Muitos, talvez a maioria dos comentaristas sobre o lugar da tecnologia em coisas como a celebração da Eucaristia, estão completamente convencidos de que apenas o modo e os métodos que empregamos até hoje são a única forma que temos para enquadrar as questões que estão diante de nós – a liturgia tem a ver com a reunião física e presencial de uma comunidade; a Eucaristia é o momento privilegiado em que uma comunidade é reunida pelo Espírito Santo no mesmo lugar e ao mesmo tempo.
Essa não é apenas uma leitura fundamentalista da tradição da Igreja – em que arrancamos a leitura de um texto da página, sem fazer referência ao contexto, circunstâncias e questões enfrentadas por quem criou o texto. Isso também reflete um senso empobrecido do que a tecnologia disponível em todos os lugares hoje realmente visa a fazer.
Embora nem sempre seja utilizada para os fins para os quais foi desenvolvida, a tecnologia digital de hoje tem um objetivo simples – facilitar a interação imediata entre pessoas que não estão fisicamente presentes uma em relação à outra.
Toda a discussão que eu vi sobre tecnologia e Eucaristia neste momento perde de vista o objetivo da tecnologia. A única coisa na mente da maioria dos comentaristas é o uso do vídeo – uma comunicação unidirecional que induz à passividade – e o uso do vídeo como se estivéssemos indo à Netflix para ver o nosso filme favorito. Trata-se de tecnologia para voyeurs.
O que estamos aprendendo durante este período de fechamento forçado das igrejas, criado pelas restrições impostas a nós para a nossa reunião e celebração da Eucaristia? Acho que estamos sendo forçados a enfrentar muitas coisas que não tivemos tempo de considerar ou, mais precisamente, que não queríamos enfrentar.
O que este momento revela para a Igreja é algo sobre o qual se falou muito na sessão mais recente do Sínodo dos Bispos focado na Amazônia: o fato de que muitos católicos longe dos berços das culturas clericais na Europa e na América do Norte, na verdade, foram privados de oportunidades para celebrar a Eucaristia por muito mais tempo do que desejamos reconhecer.

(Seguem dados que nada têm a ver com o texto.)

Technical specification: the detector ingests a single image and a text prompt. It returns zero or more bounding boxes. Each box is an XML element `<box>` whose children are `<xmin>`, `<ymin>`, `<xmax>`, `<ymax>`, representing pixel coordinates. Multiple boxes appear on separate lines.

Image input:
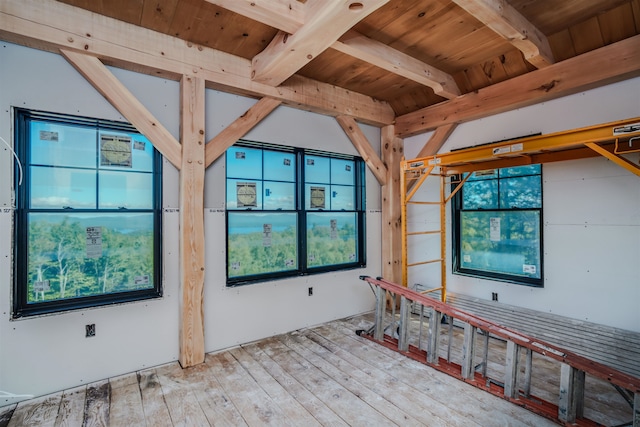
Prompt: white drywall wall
<box><xmin>405</xmin><ymin>78</ymin><xmax>640</xmax><ymax>332</ymax></box>
<box><xmin>0</xmin><ymin>41</ymin><xmax>381</xmax><ymax>406</ymax></box>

Mesmo em lugares que parecem ter um excesso de clérigos como a Índia e as Filipinas, as regiões de ambos os países têm grandes populações de católicos com acesso limitado e, na melhor das hipóteses, irregular às celebrações da Eucaristia.
Mas vejamos o que o Vaticano II chamou de “fonte e ápice da nossa fé”! Aqui está uma experiência virtual, se é que já houve alguma – a Eucaristia. É um exercício das nossas memórias, que traz à mente, cada vez que é celebrada, uma refeição compartilhada por no máximo 20 pessoas e nos remete a algumas coisas que ocorreram há 2.000 anos.
Em relação a elas e aos eventos que recordam, estamos apenas virtualmente presentes – “Fazei isto em memória de mim”. Eles estão realmente prontos para a transformação em uma era virtual.
O modo como isso é feito – para que as mudanças permaneçam fiéis e coerentes com os entendimentos centrais da tradição cristã – é outra questão complexa. Mas isso está sendo feito e será novamente, especialmente nas circunstâncias desencadeadas pelo coronavírus, cujas restrições em todo o mundo provavelmente durarão pelo menos 12 meses, ou certamente até que uma vacina seja encontrada. Os que estão mais bem informados do que eu dizem que podem levar 18 meses para produzir a vacina.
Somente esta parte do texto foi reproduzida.